Freud was a genius—who could deny his idea of the unconscious? Even unconsciously? But his theories had the unforeseen consequence of making parents very worried that a harsh word, a lack of encouragement, or even the opposite—extra-high hopes—could cause a child a lifetime of resentment and pain. It made parenting seem like a completely daunting, almost unnatural act. You had to be on guard all the time, lest you accidentally squash the emerging psyche.
These days, we buy into two basic assumptions. One, that children are wet clay at birth and dry out pretty fast, so we’d better sculpt them into something really good, really fast, or we’ll be left with a lump. And two, that for some reason our children need more attention than any other generation, ever, if they are going to end up smart, well adjusted, and successful.
Let’s examine the early childhood assumption first.

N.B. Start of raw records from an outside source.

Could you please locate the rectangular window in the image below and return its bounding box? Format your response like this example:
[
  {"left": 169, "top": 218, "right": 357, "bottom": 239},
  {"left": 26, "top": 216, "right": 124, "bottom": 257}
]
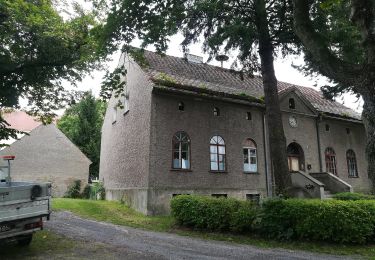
[
  {"left": 246, "top": 194, "right": 260, "bottom": 205},
  {"left": 243, "top": 148, "right": 257, "bottom": 172},
  {"left": 212, "top": 194, "right": 227, "bottom": 198}
]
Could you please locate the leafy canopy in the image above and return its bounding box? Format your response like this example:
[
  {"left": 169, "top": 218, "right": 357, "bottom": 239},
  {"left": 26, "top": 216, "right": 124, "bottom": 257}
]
[
  {"left": 57, "top": 92, "right": 106, "bottom": 178},
  {"left": 98, "top": 0, "right": 300, "bottom": 72},
  {"left": 0, "top": 0, "right": 103, "bottom": 139}
]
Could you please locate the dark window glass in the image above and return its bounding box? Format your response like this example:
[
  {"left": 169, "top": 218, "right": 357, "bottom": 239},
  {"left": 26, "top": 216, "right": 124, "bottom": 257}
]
[
  {"left": 346, "top": 150, "right": 358, "bottom": 177},
  {"left": 325, "top": 124, "right": 330, "bottom": 131},
  {"left": 213, "top": 107, "right": 220, "bottom": 116},
  {"left": 212, "top": 194, "right": 227, "bottom": 198},
  {"left": 246, "top": 194, "right": 260, "bottom": 205},
  {"left": 325, "top": 147, "right": 337, "bottom": 175},
  {"left": 178, "top": 102, "right": 184, "bottom": 111},
  {"left": 346, "top": 128, "right": 350, "bottom": 134},
  {"left": 246, "top": 112, "right": 252, "bottom": 120},
  {"left": 289, "top": 98, "right": 296, "bottom": 109}
]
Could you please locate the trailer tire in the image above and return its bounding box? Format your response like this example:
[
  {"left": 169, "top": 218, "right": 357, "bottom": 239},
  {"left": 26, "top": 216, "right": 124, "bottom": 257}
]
[{"left": 17, "top": 234, "right": 33, "bottom": 246}]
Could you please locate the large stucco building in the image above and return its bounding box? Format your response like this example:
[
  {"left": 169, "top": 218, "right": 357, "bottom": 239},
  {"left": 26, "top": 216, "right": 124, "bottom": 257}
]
[
  {"left": 100, "top": 49, "right": 369, "bottom": 215},
  {"left": 0, "top": 111, "right": 91, "bottom": 197}
]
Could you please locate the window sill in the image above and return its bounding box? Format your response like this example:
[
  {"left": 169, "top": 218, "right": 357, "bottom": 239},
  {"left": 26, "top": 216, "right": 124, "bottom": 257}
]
[
  {"left": 209, "top": 170, "right": 228, "bottom": 174},
  {"left": 112, "top": 120, "right": 117, "bottom": 125},
  {"left": 123, "top": 110, "right": 129, "bottom": 116},
  {"left": 348, "top": 176, "right": 359, "bottom": 178},
  {"left": 170, "top": 169, "right": 192, "bottom": 172},
  {"left": 243, "top": 171, "right": 260, "bottom": 174}
]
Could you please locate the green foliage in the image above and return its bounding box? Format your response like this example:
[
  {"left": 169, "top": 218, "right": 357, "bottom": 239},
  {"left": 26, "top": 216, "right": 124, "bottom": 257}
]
[
  {"left": 171, "top": 195, "right": 257, "bottom": 232},
  {"left": 82, "top": 185, "right": 91, "bottom": 199},
  {"left": 172, "top": 196, "right": 375, "bottom": 244},
  {"left": 156, "top": 72, "right": 177, "bottom": 84},
  {"left": 0, "top": 0, "right": 103, "bottom": 140},
  {"left": 91, "top": 182, "right": 106, "bottom": 200},
  {"left": 57, "top": 92, "right": 106, "bottom": 178},
  {"left": 258, "top": 199, "right": 374, "bottom": 244},
  {"left": 333, "top": 192, "right": 375, "bottom": 201},
  {"left": 128, "top": 48, "right": 149, "bottom": 68},
  {"left": 64, "top": 180, "right": 82, "bottom": 199},
  {"left": 53, "top": 198, "right": 174, "bottom": 232}
]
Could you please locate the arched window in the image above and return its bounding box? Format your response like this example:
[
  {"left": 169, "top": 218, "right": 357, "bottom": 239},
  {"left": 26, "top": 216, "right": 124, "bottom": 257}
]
[
  {"left": 243, "top": 139, "right": 257, "bottom": 172},
  {"left": 172, "top": 132, "right": 190, "bottom": 169},
  {"left": 289, "top": 98, "right": 296, "bottom": 109},
  {"left": 178, "top": 102, "right": 184, "bottom": 111},
  {"left": 213, "top": 107, "right": 220, "bottom": 116},
  {"left": 347, "top": 150, "right": 358, "bottom": 177},
  {"left": 325, "top": 147, "right": 337, "bottom": 175},
  {"left": 210, "top": 135, "right": 226, "bottom": 171}
]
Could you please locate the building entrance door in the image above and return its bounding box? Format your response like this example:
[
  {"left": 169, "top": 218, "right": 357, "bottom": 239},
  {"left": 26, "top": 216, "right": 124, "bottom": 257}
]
[{"left": 287, "top": 142, "right": 305, "bottom": 172}]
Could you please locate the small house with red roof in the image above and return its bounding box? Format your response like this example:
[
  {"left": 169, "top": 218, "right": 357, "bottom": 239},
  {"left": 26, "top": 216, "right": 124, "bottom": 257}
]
[{"left": 0, "top": 111, "right": 90, "bottom": 197}]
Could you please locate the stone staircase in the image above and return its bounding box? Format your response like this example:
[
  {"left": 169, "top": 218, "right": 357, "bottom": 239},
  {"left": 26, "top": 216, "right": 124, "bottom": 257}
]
[{"left": 290, "top": 171, "right": 352, "bottom": 199}]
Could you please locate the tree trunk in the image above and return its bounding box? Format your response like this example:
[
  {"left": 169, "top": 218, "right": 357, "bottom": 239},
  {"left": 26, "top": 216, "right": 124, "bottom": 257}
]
[
  {"left": 362, "top": 85, "right": 375, "bottom": 193},
  {"left": 254, "top": 0, "right": 292, "bottom": 195}
]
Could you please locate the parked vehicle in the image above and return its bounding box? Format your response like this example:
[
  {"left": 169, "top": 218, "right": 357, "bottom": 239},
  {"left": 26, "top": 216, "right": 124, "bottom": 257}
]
[{"left": 0, "top": 155, "right": 51, "bottom": 246}]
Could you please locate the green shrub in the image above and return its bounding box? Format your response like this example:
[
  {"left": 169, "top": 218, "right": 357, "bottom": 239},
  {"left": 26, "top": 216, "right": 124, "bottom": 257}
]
[
  {"left": 82, "top": 185, "right": 91, "bottom": 199},
  {"left": 91, "top": 182, "right": 105, "bottom": 200},
  {"left": 333, "top": 192, "right": 375, "bottom": 201},
  {"left": 64, "top": 180, "right": 81, "bottom": 198},
  {"left": 230, "top": 201, "right": 257, "bottom": 233},
  {"left": 171, "top": 195, "right": 257, "bottom": 232},
  {"left": 259, "top": 199, "right": 374, "bottom": 244}
]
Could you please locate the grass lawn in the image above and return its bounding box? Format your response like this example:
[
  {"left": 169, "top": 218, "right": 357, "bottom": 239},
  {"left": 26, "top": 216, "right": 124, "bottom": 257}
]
[{"left": 53, "top": 198, "right": 375, "bottom": 258}]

“If neuroscience has taught us anything, it’s that people are resilient and they can learn across the life span,” says John Bruer, president of the James S. McDonnell Foundation and author of The Myth of the First Three Years. Although a little baby is indeed ready to learn language and expressions and how the world works, that does not mean it needs to have everything crammed into its cranium before the gate slams shut at age four. So when parents worry that they’d better teach their kids the alphabet or their colors or any of the info you can find on, ugh, a Baby Einstein educational placemat (lest your child waste crucial learning minutes idly waiting for his Cheerios), that’s just wrong.